I couldn’t believe this woman’s stash – it was unfathomable that she took so much time to clip and store and file and plan. Her entire week was mapped around the organization of getting a deal. The show followed this lady through the five-hour shopping trip and 10 packed shopping carts later, she endured a two-hour check out. Seven sales people helped her unload her goods into two SUVs and then she and her husband had the workout of their lives unloading the cars. I was exhausted just watching them.
But I was hung on the idea that even though this woman spent hours upon hours organizing, she saved big. Her bill totaled $1,290, but it only cost her $50.58. Now I know this is extreme, hence the name of the show, but still!
While doing my weekly shop in Belmont last week, I watched another mom coupon shopping, aisle-to-aisle. She was systematic. She’d first choose an item, flip open her transparent mini-accordion coupon file, read the voucher, place the item in her cart and file the coupon in her Safeway cart’s drink holder.
She was so normal, so organized and uniquely made the couponing game look hassle-free and by the looks of her sizeable cart, quite fruitful!
I began following her, watching how she methodically went about her shopping trip. I tracked her moves until I felt as though she was on to me, so I hung a left down the pet food aisle. I found this humorous because if she had complained of a grocery stalker, the evidence against me would be palpable, as I have no pets.
All this exposure to couponing piqued my interest, so I thought I would try to clip a few coupons and see where it got me. Who knows, maybe I could save enough for that ridiculously expensive pair of designer jeans I’ve been eyeing. Besides, couponing is about as “mom” a thing to do as the PTA.
I began my quest. I clipped from the Sunday paper, read that week’s Safeway ad and clipped the Friday Five. I was armed with a sparkly new coupon file and I took some time organizing. I had food items in one place, household cleansers in another, random foods I have never tried but have wanted to and miscellaneous.
I was armed with an extensive grocery list, with notes reminding me of the items I hoped to buy with my coupons, as well as a list of dinners I planned to cook that week. I was methodical; I looked at the item, my coupons, slipped them in my cart’s drink holder… In my frugal frenzy, I even took advantage of Club Card deals too. It seemed easy enough.
I was ready for check out. I brought to the register my cart stocked with my food choices for the week, including items for T-Ball snack and school lunches. I felt in control, prepared and productive.

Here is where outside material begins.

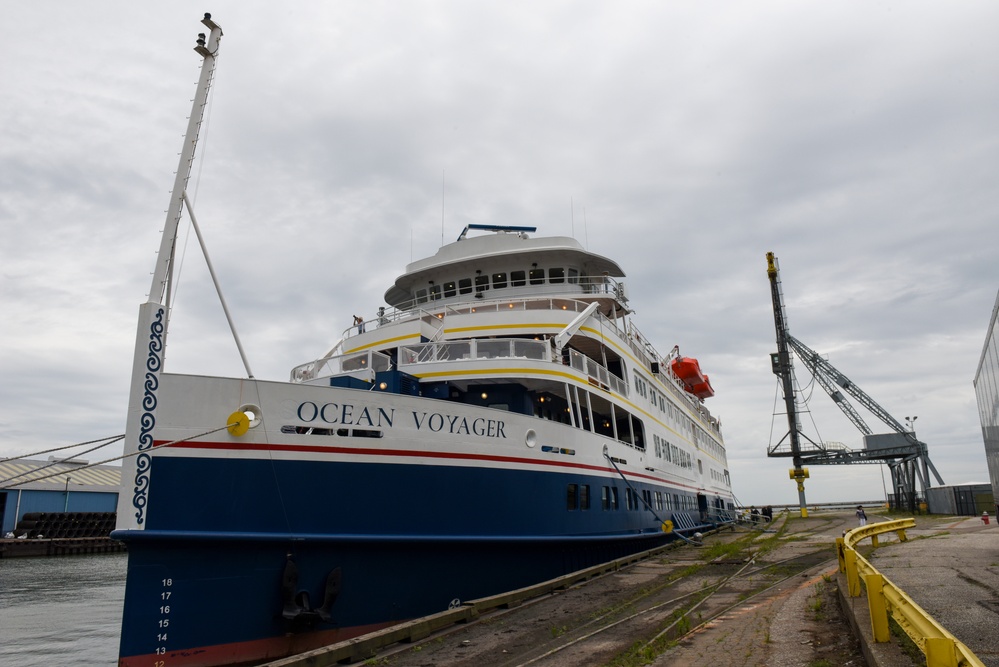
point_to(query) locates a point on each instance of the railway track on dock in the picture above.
(639, 614)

I wouldn’t be back at the store for a week at least!
But when I got the register and proudly handed over my seven coupons (yes, for some reason I only used seven of my 85 coupons!), my charge was $50 greater than my weekly average… how did that happen?
When I looked at my bill, I had saved $7.56 with my paper coupons. Subtract the cost of my new mini-accordion file and I really only saved $5. Yes, $5. Five dollars for the time it took me to clip, plan and execute. Five dollars for the effort it took to track down a cute mini-accordion file.
When I got home and unloaded, I realized I had few of the food staples my family and I use, unless we were having potato chip sandwiches on English Muffins and canned corn.
I unloaded four boxes of cereal, four bags of Doritos, four 12-packs of soda, two 16-packs of GoGurts, two large-packs of String Cheese, a two-pack of Thomas’ English Muffins, three boxes of Eggo waffles … and a ton of other random things I bought thinking I was saving.
I should have called TLC to follow me around the store. Instead of their show titled “What Not to Wear,” my show could have been “What Not to Do.”
Couponing is tough. I guess TLC is ahead of the game with its extreme couponing show. But there might be some benefit to the network exploring a possible precursor relationship between couponing and hoarding. Perhaps that’s another late-night episode.
Oh, and I was at the store two days later with a new list of family staples in tow and no coupons.